I know that poverty in our country is an issue. A massive, often ignored issue that we may even see on a daily basis but choose to ignore like that pesky broken spring in the mattress we roll away from in hazy sleep. In fairness, it seems almost futile to try to wrap a hand around these things that are so beyond our command, take hold of them and try. I’ve read the articles, often interspersed between the latest organic food trend, and Kardashian beauty tips. The situation is becoming worse, worse than the Great Depression. But, again I’m human, so I push it to the back of my mind, meanwhile worrying about my own financial, mental, superficial problems. Modern man has evolved at an astounding pace, so astounding, in fact that we may have given up small bits of our humanity in the leap. When we have food, shelter, and warmth, we have become more and more unhappy with the lack of frivolous “essentials” as opposed to the basic human needs. Essentially, we’re unhappy due to boredom. But what if we really didn’t have these essentials? Shelter, food, safe water to drink, or even a safe place to lay our heads at night; truly, I wouldn’t even begin to know what that feels like. I’ve always had a roof over my head and food to keep me satiated. Compared to the millions of children that are struggling just to survive, it all seems incredibly trivial really. There are huddled masses of these children but only a handful of people that find themselves called to wrap them up in just enough light and warmth so that they can bloom.

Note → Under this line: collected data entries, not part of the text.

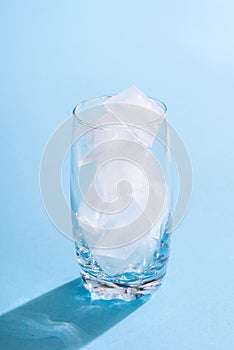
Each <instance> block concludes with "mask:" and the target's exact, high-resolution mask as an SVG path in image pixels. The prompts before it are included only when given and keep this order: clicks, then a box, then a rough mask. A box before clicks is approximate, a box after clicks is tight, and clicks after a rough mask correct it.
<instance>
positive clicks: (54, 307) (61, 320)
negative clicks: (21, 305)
mask: <svg viewBox="0 0 234 350" xmlns="http://www.w3.org/2000/svg"><path fill="white" fill-rule="evenodd" d="M147 299H148V298H147V297H143V298H140V299H137V300H135V301H133V302H130V303H129V302H125V301H121V300H116V299H115V300H111V301H104V300H94V301H92V300H91V299H90V296H89V293H88V292H87V291H86V290H85V288H84V287H83V286H82V281H81V278H78V279H76V280H74V281H71V282H69V283H67V284H65V285H63V286H61V287H58V288H56V289H54V290H52V291H51V292H48V293H46V294H44V295H42V296H40V297H38V298H36V299H34V300H32V301H30V302H28V303H27V304H25V305H23V306H21V307H19V308H17V309H15V310H13V311H10V312H8V313H7V314H5V315H3V316H1V317H0V349H4V350H13V349H17V350H21V349H22V350H32V349H33V350H62V349H79V348H81V347H82V346H84V345H85V344H87V343H88V342H90V341H92V340H94V339H95V338H96V337H98V336H100V335H101V334H102V333H104V332H105V331H107V330H108V329H109V328H110V327H112V326H114V325H115V324H116V323H118V322H119V321H121V320H122V319H123V318H125V317H126V316H128V315H129V314H131V313H132V312H133V311H135V310H136V309H137V308H138V307H140V306H141V305H142V304H143V303H144V302H145V301H146V300H147Z"/></svg>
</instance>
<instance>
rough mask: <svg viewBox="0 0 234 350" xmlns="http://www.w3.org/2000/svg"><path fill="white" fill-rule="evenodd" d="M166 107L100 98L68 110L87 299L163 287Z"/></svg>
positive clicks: (169, 188)
mask: <svg viewBox="0 0 234 350" xmlns="http://www.w3.org/2000/svg"><path fill="white" fill-rule="evenodd" d="M166 110H167V109H166V106H165V105H164V104H163V103H162V102H160V101H158V100H156V99H154V98H148V104H147V105H142V104H139V103H137V102H128V101H123V102H121V101H115V100H114V99H113V96H104V97H101V98H95V99H92V100H88V101H85V102H82V103H81V104H79V105H77V106H76V107H75V109H74V111H73V135H72V147H71V187H70V188H71V209H72V225H73V235H74V241H75V245H76V254H77V260H78V263H79V266H80V271H81V276H82V280H83V284H84V286H85V288H86V289H87V290H89V291H90V293H91V297H92V299H105V300H109V299H113V298H119V299H123V300H126V301H130V300H134V299H136V298H138V297H140V296H142V295H145V294H152V293H153V292H154V291H155V290H156V289H157V288H158V287H159V286H160V285H161V283H162V279H163V277H164V276H165V273H166V267H167V262H168V256H169V244H170V234H169V233H168V231H167V225H168V222H169V219H170V215H171V207H172V206H171V203H172V195H171V193H172V183H171V157H170V152H169V151H168V145H169V140H170V138H169V132H168V125H167V118H166Z"/></svg>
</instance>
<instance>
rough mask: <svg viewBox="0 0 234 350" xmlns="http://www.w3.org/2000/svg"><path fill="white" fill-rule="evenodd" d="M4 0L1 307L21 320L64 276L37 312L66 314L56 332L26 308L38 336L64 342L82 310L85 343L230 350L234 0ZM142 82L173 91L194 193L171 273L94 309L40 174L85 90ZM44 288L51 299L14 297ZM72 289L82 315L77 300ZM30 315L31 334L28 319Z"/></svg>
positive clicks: (167, 99)
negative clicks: (156, 289)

I’ve been inspired by this wonderful woman and her daughter’s will to continue her Mother’s ever reaching grace. It is never too late to try to make a difference in the world.

So, back to the action part — I would like to document my journey within this column. I’ll be signing up for various food banks and as many volunteer organizations as I can fit into my timeline in an attempt to hold on to at least a fraction of the good that Rita gave to this world. I’ve become so cynical that the smallest gesture of humanity throws me back on my heels a bit. But what if we all gave that little glimpse when we could? More than just giving our change into the charity jar at the cash register, what would that add up to? A step above, albeit a small one at first, it could add up to real humanity — real reach. I soon realized in researching where I could sign up to volunteer, that I should have done so years ago. These sites require around 2-3 hours of a commitment a week and there really is no excuse not to. Though I may never live up to an angel, I can see no reason I can’t offer some small sentiment of refuge.